Larry King had a particularly dreary debate Sunday night between Robert F. Kennedy, Jr., and a grab bag of "drill drill drill" advocates. Kennedy took the position that the US could achieve a sort of energy independence by massive deployments of wind and solar equipment. It's an understandable wish, I suppose, but not something I view as consistent with reality. The unfortunate part of the Larry King presentation is that it gives the public an idea that these two fantasies are the only possible responses to our predicament. No one is interested in changing our current behavior.
In the background of these energy conundrums is the sickening spectacle of the nation's fatal insolvency, which remains partially disguised by the machinations of the Federal Reserve, using the various new loan "windows" to maintain the illusion that the major banks have not swindled themselves out of existence -- and in doing so, caused at least $3 trillion (so far) in capital to vanish in a black hole. This three-card-monte game has gone on for a whole year now, and the consequences are hitting home. No more money can be lent into existence now.
One consequence is that other nations sitting on our exported dollars (from our massive trade deficit) have apparently decided to spend off those dollars rather than wait for the fullblown financial collapse of the nation issuing them. My guess is that they are spending those dollars on oil, the primary resource of industrial economies, and that they are prepared to outbid other contestants (including the USA) no matter what -- because they know the dollar is losing value, and that those losses are apt to accelerate over time, and what else would they spend them on? I suspect this is behind the rising price of oil more than anything else -- certainly more than the phantom "speculators" the right wing is yelling about -- and that behind the spending off of those exported dollars are the geological facts of oil being a finite resource inequitably distributed around the world.
But to get back to my prior point, things are hitting home anyway, and with force. The US economy is crumbling because the way we conduct the activities of daily life is insane relative to our circumstances. We've spent sixty years ramping up a suburban living arrangement that has suddenly entered a state of failure, and all its accessories and furnishings are failing in concert. The far-flung McHouse tracts are becoming both useless and worthless in the face of gasoline prices that will never be cheap again. The strip malls and office "parks" are following the residential real estate off a cliff.

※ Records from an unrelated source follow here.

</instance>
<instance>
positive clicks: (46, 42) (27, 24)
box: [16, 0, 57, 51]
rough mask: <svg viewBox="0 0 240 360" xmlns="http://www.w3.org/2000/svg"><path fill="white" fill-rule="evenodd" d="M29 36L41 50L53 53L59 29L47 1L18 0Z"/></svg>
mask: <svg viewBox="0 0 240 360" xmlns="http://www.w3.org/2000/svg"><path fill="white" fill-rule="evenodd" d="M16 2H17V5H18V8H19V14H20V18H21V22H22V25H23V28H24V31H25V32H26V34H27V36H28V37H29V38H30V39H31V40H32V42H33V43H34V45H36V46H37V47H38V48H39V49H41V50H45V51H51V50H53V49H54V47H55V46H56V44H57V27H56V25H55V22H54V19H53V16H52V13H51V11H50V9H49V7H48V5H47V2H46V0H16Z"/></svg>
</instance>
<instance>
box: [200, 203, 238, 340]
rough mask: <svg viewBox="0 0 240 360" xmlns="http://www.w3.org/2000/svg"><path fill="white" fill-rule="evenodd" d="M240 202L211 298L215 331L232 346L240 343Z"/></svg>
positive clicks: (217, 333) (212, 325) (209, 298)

The retail tenants of all those places are hemorrhaging customers who have maxed out every last credit card. The lack of business is now leading to substantial layoffs. The airline industry is dying and will probably cease to exist in its familiar form in 24 months. The trucking industry is dying, threatening the entire just-in-time distribution system of things that even people with little money to spend still need, like food.
These conditions will now get a lot worse, no matter whether the banks continue to conceal their problems. All of it leads to an inflection point that coincides with the November election. By then, I expect that quite a few banks will be toast, job layoffs will rise spectacularly, foreclosures and bankruptcies will be raging across the land, and homeowners north of the magnolia belt will be shattered by the cost of staying warm this winter.
All this hardship and woe will be blamed on the Republican party. It may actually kill off the party. Political parties do go out-of-business in American history, and this one deserves to die -- with its aggressive no-nothingism, its avaricious, punitive religious extremism (the religious part often being fake), its stunning inattention to financial malfeasance in areas under its direct supervision, and its gross incompetent mismanagement of the nation's strategic interests.
That said, I will feel a little sorry for Mr. Obama if he gets to the White House. He'll have to find a gentle way to tell the truth to the people who elected him, people who will be suffering mightily, and who will be very sore about their losses. He'll have to tell them that the previous "release" of the American Dream software is obsolete, and the new version will require a whole lot more of them in the way of earnest effort, delayed gratification, and revised expectations.
There's a whole lot we can do to greet the new circumstances awaiting us, but the one thing we can't afford to do is put all our efforts into keeping the current system running as is. Reality simply won't permit it. We would squander our dwindling remaining resources trying to keep it all going. The next president is going to have to lead us through the awful process of cutting our losses. So far, the debate has been about how to avoid that.